Mehr Bildung ist ein zen­trales Ziel des neuen ent­wick­lungs­po­litischen Konzepts “Chancen schaffen – Zukunft ent­wickeln” des Bundes­ministe­riums für wirt­schaft­liche Zu­sam­men­ar­beit und Ent­wick­lung (BMZ), dessen Um­set­zung in der Bil­dungs­strategie des Mi­niste­riums präzi­siert wird. Die beruf­liche Bil­dung hat hier­bei einen höheren Stellen­wert als in der Vergangen­heit.

Deutsch­land ist zur­zeit welt­weit der mit Ab­stand wich­tigste und größte Ge­ber in der Berufs­bildung und blickt auf 50 Jahre Erfah­run­gen bei der Un­ter­stüt­zung und Ent­wick­lung von beruf­licher Bil­dung in Ko­ope­ra­tions­ländern zu­rück. Berufs­bildung, die sich an dem dualen Aus­bildungs­system orien­tiert, ist genau­so lange ein “Export­schlager” der deutschen Ent­wick­lungs­zu­sam­men­ar­beit.

Vor diesem Hin­ter­grund lobte die Par­la­men­ta­rische Staats­sekre­tärin Gudrun Kopp den “Innovations­wett­be­werb für Vor­haben der beruflichen Bil­dung in Ent­wick­lungs­ländern” aus.

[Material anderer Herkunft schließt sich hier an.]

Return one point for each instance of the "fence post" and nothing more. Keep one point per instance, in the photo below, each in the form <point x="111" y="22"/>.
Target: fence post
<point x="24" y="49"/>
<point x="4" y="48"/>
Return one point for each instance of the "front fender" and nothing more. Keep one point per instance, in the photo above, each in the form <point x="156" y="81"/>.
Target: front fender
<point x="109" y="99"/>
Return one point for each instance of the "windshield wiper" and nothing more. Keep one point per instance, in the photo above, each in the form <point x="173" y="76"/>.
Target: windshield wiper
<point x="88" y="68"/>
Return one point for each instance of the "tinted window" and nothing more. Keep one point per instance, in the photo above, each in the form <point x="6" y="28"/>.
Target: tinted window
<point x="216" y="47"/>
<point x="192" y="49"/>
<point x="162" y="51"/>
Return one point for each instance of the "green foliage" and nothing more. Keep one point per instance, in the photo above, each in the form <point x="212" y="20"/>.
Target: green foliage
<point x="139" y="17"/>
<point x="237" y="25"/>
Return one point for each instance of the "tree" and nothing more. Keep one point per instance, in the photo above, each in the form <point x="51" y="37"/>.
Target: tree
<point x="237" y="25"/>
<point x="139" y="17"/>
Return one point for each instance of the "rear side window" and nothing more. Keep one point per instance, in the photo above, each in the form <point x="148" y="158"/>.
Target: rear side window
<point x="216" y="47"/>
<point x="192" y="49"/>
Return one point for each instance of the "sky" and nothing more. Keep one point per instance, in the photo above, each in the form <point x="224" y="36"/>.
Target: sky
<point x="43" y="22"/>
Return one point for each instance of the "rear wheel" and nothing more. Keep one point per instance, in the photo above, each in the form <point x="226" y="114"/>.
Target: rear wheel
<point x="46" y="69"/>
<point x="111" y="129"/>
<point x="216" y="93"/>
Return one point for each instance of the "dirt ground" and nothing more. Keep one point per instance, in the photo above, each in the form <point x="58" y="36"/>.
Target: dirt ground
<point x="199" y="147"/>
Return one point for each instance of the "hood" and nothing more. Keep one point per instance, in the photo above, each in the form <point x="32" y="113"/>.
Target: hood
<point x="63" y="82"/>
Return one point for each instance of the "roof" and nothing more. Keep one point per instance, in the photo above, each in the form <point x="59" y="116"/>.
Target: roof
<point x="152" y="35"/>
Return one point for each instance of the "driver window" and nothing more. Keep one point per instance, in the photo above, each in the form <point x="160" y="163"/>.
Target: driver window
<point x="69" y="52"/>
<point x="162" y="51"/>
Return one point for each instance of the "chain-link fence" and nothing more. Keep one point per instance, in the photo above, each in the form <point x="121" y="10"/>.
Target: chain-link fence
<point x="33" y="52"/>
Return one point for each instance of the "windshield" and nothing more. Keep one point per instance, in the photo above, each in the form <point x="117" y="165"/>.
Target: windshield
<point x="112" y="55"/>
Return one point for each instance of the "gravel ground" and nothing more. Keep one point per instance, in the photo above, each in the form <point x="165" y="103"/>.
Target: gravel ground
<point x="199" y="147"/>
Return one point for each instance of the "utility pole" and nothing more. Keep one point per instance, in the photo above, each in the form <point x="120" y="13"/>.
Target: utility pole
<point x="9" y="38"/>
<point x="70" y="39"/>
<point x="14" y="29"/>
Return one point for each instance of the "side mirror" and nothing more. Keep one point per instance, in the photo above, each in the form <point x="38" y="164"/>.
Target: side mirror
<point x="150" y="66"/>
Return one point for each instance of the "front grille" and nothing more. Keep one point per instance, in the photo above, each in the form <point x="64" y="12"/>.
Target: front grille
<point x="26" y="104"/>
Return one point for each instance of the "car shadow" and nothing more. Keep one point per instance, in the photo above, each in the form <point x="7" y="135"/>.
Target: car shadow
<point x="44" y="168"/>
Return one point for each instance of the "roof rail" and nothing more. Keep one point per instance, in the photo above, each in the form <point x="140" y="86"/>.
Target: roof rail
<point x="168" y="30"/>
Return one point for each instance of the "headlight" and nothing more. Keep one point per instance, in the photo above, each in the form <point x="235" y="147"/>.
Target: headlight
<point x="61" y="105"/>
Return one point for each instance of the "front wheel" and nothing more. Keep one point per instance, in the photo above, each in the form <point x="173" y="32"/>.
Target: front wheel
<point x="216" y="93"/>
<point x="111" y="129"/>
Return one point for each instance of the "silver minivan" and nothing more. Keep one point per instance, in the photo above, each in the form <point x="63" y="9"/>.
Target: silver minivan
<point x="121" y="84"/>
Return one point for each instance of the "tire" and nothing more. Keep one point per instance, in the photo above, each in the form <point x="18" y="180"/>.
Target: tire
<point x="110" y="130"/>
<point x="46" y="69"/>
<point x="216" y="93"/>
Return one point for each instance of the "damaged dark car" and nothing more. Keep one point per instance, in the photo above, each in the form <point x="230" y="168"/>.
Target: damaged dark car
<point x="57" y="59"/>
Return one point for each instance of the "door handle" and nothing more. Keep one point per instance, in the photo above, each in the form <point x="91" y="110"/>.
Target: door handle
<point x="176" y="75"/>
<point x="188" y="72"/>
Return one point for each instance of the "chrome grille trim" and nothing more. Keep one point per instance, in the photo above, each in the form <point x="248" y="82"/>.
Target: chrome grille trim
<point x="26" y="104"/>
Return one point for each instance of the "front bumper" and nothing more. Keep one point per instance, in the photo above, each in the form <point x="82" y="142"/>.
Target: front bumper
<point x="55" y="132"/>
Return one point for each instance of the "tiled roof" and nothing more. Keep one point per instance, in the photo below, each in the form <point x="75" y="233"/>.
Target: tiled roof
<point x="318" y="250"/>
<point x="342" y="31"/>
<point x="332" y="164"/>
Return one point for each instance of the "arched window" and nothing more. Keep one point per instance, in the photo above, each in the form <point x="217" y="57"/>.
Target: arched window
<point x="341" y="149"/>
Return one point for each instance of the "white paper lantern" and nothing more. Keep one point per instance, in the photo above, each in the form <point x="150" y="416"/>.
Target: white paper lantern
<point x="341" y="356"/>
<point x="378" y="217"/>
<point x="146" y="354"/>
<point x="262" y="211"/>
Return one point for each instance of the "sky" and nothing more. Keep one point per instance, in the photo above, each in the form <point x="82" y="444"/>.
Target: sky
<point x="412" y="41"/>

Zu­sam­men­ar­beit mit Zivil­ge­sell­schaft und Wirtschaft stärken!
Das BMZ will die Zu­sam­men­ar­beit mit der Zivil­ge­sell­schaft und Wirtschaft vertiefen. Privates Know-how sowie Kapital soll auch für beruf­liche Bil­dung besser nutz­bar gemacht werden, denn schließlich findet die Aus­bildung in und für Unter­nehmen statt.

Mit dem Wett­bewerb will das BMZ nicht nur viel­ver­sprechende, inno­vative und spannende Pro­jekte der deutschen Wirt­schaft und Zivil­ge­sell­schaft aus­zeich­nen, sondern damit auch zur Image­verbesse­rung der Berufs­bil­dung in der Ent­wick­lungs­zu­sam­men­ar­beit bei­tragen.

Or­ga­ni­sa­ti­on­en der deutschen Zivil­ge­sell­schaft sowie kleinere und mittlere Unter­nehmen und die verfasste Wirtschaft können sich bis Mitte Oktober 2012 mit ihren laufen­den Projekten für den Wett­be­werb bewerben.